Bu höyük, adını en yüksek noktasında yer alan eski bir çiftlik evinden (Kızçiftliği ) almaktadır. Antik kaynaklardan Strabon, Sokrates ve Plinius bu bölgede Kisthene adında bir kentten söz ederler.Fakat yer olarak  Strabon Kisthene’yi, Edremit Körfezi’ndeki Pura Burnu/ Pyrrha ile Midilli Adası’nın Anadolu’daki arazileri arasına koyarken, Mela’ya göre: Kisthene, Adramytteion (Ören, Burhaniye) ile Kane/Kanai (Dikili, Killik) arasındaki küçük bir şehirdir.

Sokrates’te Sparta Kralı Agisilaos önderliğinde İ.Ö. 397 yılında Kisthene’nin ele geçirildiğini ve 100 Talent vergiye bağlandığını yazmaktadır.

Bulunan sikkelerde kist yazması, M.Ö. 4. yy da Pers Satrabı Orantes adına para basmış olan Kisthene , yakınında bulunan ve adına para basmış olan Adramyttion kenti dışında Edremit Körfezi’nin güneyinde önemli bir şehir gibi algılanmaktadır.

Gümüş 2.73 gram / Tetrobol / Ön yüzünde çömelmiş kalkanla kendisine siper almışKisthene satrapı büstü / Arka yüzünde kanatlı domuz ve OPO-NT-A yazısı bulunur

Gümüş 2.65 gram / Tetrobol / Ön yüzünde çömelmiş kalkanla kendisine siper almış Kisthene satrapı büstü / Arka yüzünde kanatlı domuz ve OPO-NT-A yazısı bulunur

Bu antik kent içinmi yada başka bir antik kentmi Passanda adı ile anılan başka bir kent ismi de düşünülmektedir(.Pasada/Pasanda/Passanda/Paassanda/Pa(s)sa-wanda) Stefano Bizantinos, Passandayı(Passandra) Adramytteion ile Kisthene yakınında bir yerleşim olarak tanımlamaktadır.
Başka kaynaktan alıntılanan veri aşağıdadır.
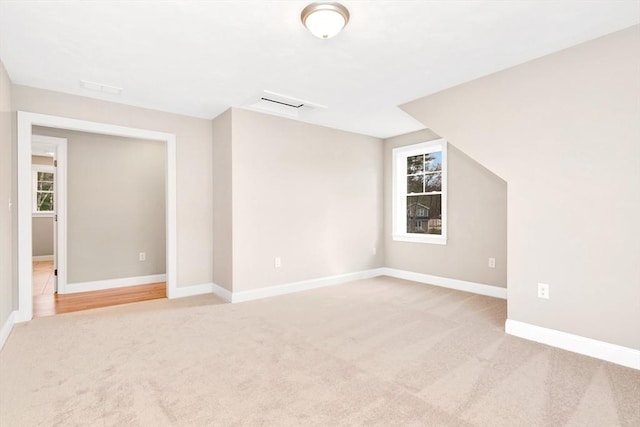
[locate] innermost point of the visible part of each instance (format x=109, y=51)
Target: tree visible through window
x=419, y=192
x=43, y=196
x=424, y=193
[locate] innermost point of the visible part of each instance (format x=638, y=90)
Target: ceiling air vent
x=281, y=105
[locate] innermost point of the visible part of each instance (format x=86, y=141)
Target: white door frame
x=26, y=121
x=60, y=206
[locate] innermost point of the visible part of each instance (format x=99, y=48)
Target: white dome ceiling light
x=325, y=19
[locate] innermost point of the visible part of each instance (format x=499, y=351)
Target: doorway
x=26, y=122
x=48, y=171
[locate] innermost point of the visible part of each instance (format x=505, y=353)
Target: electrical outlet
x=543, y=290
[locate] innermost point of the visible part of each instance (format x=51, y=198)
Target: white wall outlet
x=543, y=290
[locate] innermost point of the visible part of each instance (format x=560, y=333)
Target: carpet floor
x=383, y=352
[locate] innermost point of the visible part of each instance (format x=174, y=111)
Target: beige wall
x=8, y=292
x=42, y=226
x=222, y=206
x=42, y=235
x=308, y=194
x=194, y=171
x=477, y=221
x=564, y=132
x=115, y=205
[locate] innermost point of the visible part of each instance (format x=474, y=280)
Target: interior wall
x=222, y=202
x=307, y=194
x=115, y=205
x=8, y=290
x=477, y=221
x=42, y=235
x=563, y=131
x=194, y=167
x=42, y=225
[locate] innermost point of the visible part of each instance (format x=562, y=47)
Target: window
x=43, y=187
x=420, y=192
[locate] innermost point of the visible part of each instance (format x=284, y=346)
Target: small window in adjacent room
x=420, y=192
x=43, y=185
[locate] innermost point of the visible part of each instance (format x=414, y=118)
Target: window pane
x=45, y=176
x=45, y=202
x=415, y=164
x=414, y=184
x=433, y=161
x=433, y=182
x=45, y=186
x=424, y=214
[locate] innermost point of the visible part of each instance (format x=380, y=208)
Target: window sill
x=420, y=238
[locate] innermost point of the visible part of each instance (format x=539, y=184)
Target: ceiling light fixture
x=324, y=19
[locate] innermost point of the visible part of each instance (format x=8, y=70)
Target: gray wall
x=42, y=226
x=115, y=205
x=194, y=168
x=222, y=203
x=308, y=194
x=477, y=221
x=8, y=292
x=563, y=131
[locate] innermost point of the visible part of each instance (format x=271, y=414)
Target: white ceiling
x=201, y=57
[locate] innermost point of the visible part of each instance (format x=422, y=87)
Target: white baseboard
x=98, y=285
x=7, y=327
x=205, y=288
x=445, y=282
x=589, y=347
x=223, y=293
x=302, y=285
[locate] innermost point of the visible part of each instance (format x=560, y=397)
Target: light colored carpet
x=375, y=352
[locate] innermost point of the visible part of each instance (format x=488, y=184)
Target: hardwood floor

Kiepert ise oluşturduğu haritada, Passanda’yı Gömeç yakınında bir yerde olduğu kanaatindedir.

Bölgede en yakın dönemde araştırma yapan Alman araştırmacı Stauber’e göre ise Passanda, Ayvalık ile Gömeç arasında yer alan bir kıyı yerleşimidir. Ancak Stauber Kistenenin Gömeç’e daha yakın bir yerleşim olduğu fikrinden yola çıkarak, Passanda ihtimalini düşük tutarak ve Kız Çiftliği Höyüğünün Kistene olma olasılığı üzerinde durmaktadır.

Arkeolog ve Tarihçi Prof.Dr. Engin Beksaç ” Tarihin Işığında Burhaniye” Kitabında ve Kültür Bakanlığı Araştırma Sonuçları raporlarında Kız Çiftliği Höyüğünün Kisthene olduğunu vurgulamaktadır.

Günümüzde bu antik kent ile ilgilenen  Vigant adında bir araştırmacıdır. Bölgede araştırmalar yapan Vigant 1904 yılında yayınladığı yazısında, Gömeç çevresinde gördüğü 5 adet sütun, 1 adet girlantlı altar (şu anda Gömeç Parkında sergilenmektedir) lahit kapağı, inci dizili mermer mimari parça ve bazı Bizans dönemi bezemeli plakaların varlığından söz etmektedir. Ayrıca Vigant, Gömeç Camisi önünde granitten ve mermerden sütun parçaları ve bir adet sütun başlığından bahsederek, bu malzemelerin olasılıkla çiftlikten buraya getirildiğine değinmektedir.Vigant bu görüşünü, Gömeç halkından edindiği bilgilere dayandırmaktadır.

Bu araştırmalara dayanarak, Gömeç civarının antik kaynaklarda Kisthene ve Passanda olarak bilinen antik yerleşimlerden biri olabileceği söylenmektedir.Höyük özellikle Levanten dönemde Trikopi/ Kızçiftlik olarak anılmaktadır.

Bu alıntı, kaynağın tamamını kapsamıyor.